Psy 232 Class notes GW15: Factorial Analysis of Variance
Thus far: analyses of univariate, single-factor designs
t-test: one-group, two-group
F-test: one IV, with three or more groups (One-way AOV)
But life is complex -- usually
multiple factors (IVs) simultaneously affect behaviors
Research designs intended to address this
complexity entail statistical analyses that are also complex
Multi-factor analysis of variance - usually "factorial" AOV
Remember that in AOV, IV is called “factor.”
In AOV, designs with multiple IV’s are called “factorial
designs.”
For example, if one were interested in Response as
the DV, and two IV’s:
Treatment,
with 3 groups, as one IV
Age, with 4 groups, as a second IV
That is, one would have
two factors:
Treatment - 3 groups
Age - 4 groups
In factorial AOV, the groups within each factor are called
levels.
Thus in the preceding example,
Treatment has 3 levels and Age has 4 levels.
We refer to such designs symbolically.
In the forgoing example, it would be a 3 X 4 factorial design.
The first factor, Treatment, has 3 levels,
and the second factor, Age, has 4 levels.
In the design schematic, each numeral refers to an IV, and
each number itself refers to the # of levels within each IV.

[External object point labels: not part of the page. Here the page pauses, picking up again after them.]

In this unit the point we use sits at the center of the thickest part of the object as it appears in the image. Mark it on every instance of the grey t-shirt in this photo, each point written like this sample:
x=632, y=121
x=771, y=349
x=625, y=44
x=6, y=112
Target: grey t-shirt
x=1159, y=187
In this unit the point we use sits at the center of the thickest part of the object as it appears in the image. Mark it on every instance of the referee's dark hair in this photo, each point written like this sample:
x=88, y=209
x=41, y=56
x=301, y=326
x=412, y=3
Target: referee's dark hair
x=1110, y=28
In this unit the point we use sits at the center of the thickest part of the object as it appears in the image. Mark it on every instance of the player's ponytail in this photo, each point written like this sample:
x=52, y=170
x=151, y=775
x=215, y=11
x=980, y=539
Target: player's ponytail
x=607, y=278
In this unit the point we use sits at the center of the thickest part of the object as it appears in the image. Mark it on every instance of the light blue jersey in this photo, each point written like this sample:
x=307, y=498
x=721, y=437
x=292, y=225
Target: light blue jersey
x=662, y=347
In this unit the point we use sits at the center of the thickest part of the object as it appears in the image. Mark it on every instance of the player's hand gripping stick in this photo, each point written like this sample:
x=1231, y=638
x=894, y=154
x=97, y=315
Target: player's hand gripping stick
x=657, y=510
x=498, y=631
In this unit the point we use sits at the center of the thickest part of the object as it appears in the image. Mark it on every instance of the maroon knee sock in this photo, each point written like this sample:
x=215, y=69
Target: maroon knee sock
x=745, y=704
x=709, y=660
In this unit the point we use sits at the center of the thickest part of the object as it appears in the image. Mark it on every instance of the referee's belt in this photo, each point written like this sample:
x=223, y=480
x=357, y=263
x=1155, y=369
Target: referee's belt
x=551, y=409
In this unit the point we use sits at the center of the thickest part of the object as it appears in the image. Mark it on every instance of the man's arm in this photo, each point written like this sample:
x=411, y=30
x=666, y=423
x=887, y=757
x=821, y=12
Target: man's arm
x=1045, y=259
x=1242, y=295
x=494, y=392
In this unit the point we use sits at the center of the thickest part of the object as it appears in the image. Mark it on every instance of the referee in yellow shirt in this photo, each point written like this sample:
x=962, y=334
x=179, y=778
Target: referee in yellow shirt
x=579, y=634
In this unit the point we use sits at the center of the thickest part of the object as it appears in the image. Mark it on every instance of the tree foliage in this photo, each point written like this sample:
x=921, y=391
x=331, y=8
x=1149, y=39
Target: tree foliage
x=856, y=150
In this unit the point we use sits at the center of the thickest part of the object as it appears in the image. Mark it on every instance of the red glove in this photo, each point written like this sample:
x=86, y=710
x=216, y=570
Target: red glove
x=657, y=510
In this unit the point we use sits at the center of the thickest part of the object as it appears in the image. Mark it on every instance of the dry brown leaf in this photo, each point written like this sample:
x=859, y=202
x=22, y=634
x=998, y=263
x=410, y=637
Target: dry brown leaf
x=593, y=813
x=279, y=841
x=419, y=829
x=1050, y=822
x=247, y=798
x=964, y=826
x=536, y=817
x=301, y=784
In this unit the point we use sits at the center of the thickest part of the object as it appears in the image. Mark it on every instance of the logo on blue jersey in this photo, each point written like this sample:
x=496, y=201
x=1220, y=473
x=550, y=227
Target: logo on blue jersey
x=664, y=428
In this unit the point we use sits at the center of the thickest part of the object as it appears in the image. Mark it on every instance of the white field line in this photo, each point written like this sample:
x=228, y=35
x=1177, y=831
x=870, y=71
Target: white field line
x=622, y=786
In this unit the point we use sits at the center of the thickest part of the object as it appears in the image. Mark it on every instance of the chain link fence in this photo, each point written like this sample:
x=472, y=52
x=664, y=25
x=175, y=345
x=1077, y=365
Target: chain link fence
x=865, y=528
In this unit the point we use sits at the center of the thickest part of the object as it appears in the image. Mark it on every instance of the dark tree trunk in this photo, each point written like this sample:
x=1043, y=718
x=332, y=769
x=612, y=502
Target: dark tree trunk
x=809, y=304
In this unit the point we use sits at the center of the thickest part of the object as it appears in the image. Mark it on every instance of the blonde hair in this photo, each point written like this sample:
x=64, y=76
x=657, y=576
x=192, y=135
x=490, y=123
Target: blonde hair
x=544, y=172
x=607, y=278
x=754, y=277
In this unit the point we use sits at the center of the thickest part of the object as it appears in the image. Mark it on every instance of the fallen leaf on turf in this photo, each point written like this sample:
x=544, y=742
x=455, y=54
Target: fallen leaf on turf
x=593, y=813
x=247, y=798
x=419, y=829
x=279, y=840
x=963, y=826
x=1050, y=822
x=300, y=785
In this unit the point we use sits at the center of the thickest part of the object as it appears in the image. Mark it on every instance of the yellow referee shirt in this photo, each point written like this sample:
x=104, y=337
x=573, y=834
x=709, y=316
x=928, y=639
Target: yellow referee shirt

So the first numeral (3) refers to the first IV - Treatment, and
the second numeral(4) refers to the 2nd IV - Age.
The specific number "3" tells us that there are 3 treatments, and the
specific number "4" tells us that there are 4 ages.
How
many groups in total would there be in this design?
Let A represent Age, and B represent treatment:
A1
A2
A3
A4
B1
B1A1 B1A2
B1A3 B1A4
B2
B2A1 B2A2
B2A3 B2A4
B3
B3A1 B2A2
B3A3 B4A4
= 12 groups for all
possible combinations of A X B
That is, 3 x 4 = 12 groups
In-class practice of the foregoing . . .
The logic for the factorial AOV is exactly the same as for the one-way AOV:
F = (variance between sample means) / (variance
within groups i.e., sampling error)
or
F = (variance between treatment groups) / (variance within treatment groups)
For the purposes of explanation, well limit
the discussion to 2-factor problems,
but the same principles apply to 3 or more
factors.
Since there is more than one factor (IV), we speak of the effects of each separate factor.
Called Main Effects. The factors are labeled alphabetically: Factor A, Factor B, etc.
That is, Factor
A = IV(A), Factor B = IV(B), etc.
Main Effects refer to possible
diffs among the means in each separate factor (IV).
There are now three pairs of null versus alternative hypothesis tests rather than just one pair:
The null hypothesis for Factor A & for Factor B taken separately would be
(1) The means of the DV for the groups in Factor A do not reliably differ.
(2) The means of the DV for the groups in Factor B do not reliably differ.
So what's the third hypothesis? Its called an Interaction.
The effects of one factor change across
its levels, depending on its relation to the other factor.
We call this the interaction of A by B,
and symbolically, its A X B.
Thus the third null hypothesis refers to the interaction:
(3) The effects of factors A and B on the DV do not reliably interact with one another.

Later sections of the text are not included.